Okay, that rendition of the plot was scattershot. The point centres on the transformation of this bland government entity into a tragic figure. Furthermore, the crushing horror of the camp. I thought apartheid but Beth also thought of Palestine. The movie picked at recent scabby wounds.

The violence was terrible in its lush, flowing presence. It was not pretty or fun at all. I say that because the trailers included a batch of same looking violent mush, thoughtless lumps of cinematic ploy. One was about some murderous teen hottie, one was a robot affair featuring Bruce Willis (ugh), one was some malarkey about God’s vengeance, act 2: murderous angels, and one was zombie killing with Woody Harrelson, so the future is bleak for movie goers. D9 was just so sad and relentless, so close to home. For all its wide-angled horridness, it was quite subtle. I am not up for seeing it again, but it was worth watching. Not what I expected at all.

1 comment:

richard lopez said...

thought the same way re: the trailers that preceded the start of DISTRICT 9. which didn't turn my movie-going mood into a complete downer. they almost did.

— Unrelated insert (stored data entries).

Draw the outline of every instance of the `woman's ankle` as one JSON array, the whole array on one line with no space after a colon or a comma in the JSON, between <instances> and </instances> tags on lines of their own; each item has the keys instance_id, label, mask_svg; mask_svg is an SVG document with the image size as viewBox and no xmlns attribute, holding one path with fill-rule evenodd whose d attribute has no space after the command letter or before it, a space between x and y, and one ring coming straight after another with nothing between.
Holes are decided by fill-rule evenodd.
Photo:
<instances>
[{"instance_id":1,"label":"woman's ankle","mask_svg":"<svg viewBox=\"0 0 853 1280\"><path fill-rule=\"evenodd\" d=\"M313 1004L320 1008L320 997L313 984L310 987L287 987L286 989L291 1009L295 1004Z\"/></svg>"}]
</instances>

we are of the same mind re: DISTRICT 9. i was disappointed that the docu was abandoned for the greater part of the middle section in favor of a 3rd person narrative. it seemed the director sorta lost his grip. but then it comes full circle back to the docu and the full force of the violence is summed up rather nicely in the image of wikus as an alien in the slums working on a tin flower for his long-estranged wife.

i admire the film and the filmmaker greatly. still, have some reservations of the overall narrative structure and that social and political essays within the film were somewhat blunted in favor of loud and violent spectacle.

even so, this movie has raised several notches in my regard and look forward to another viewing, when it gets released to dvd.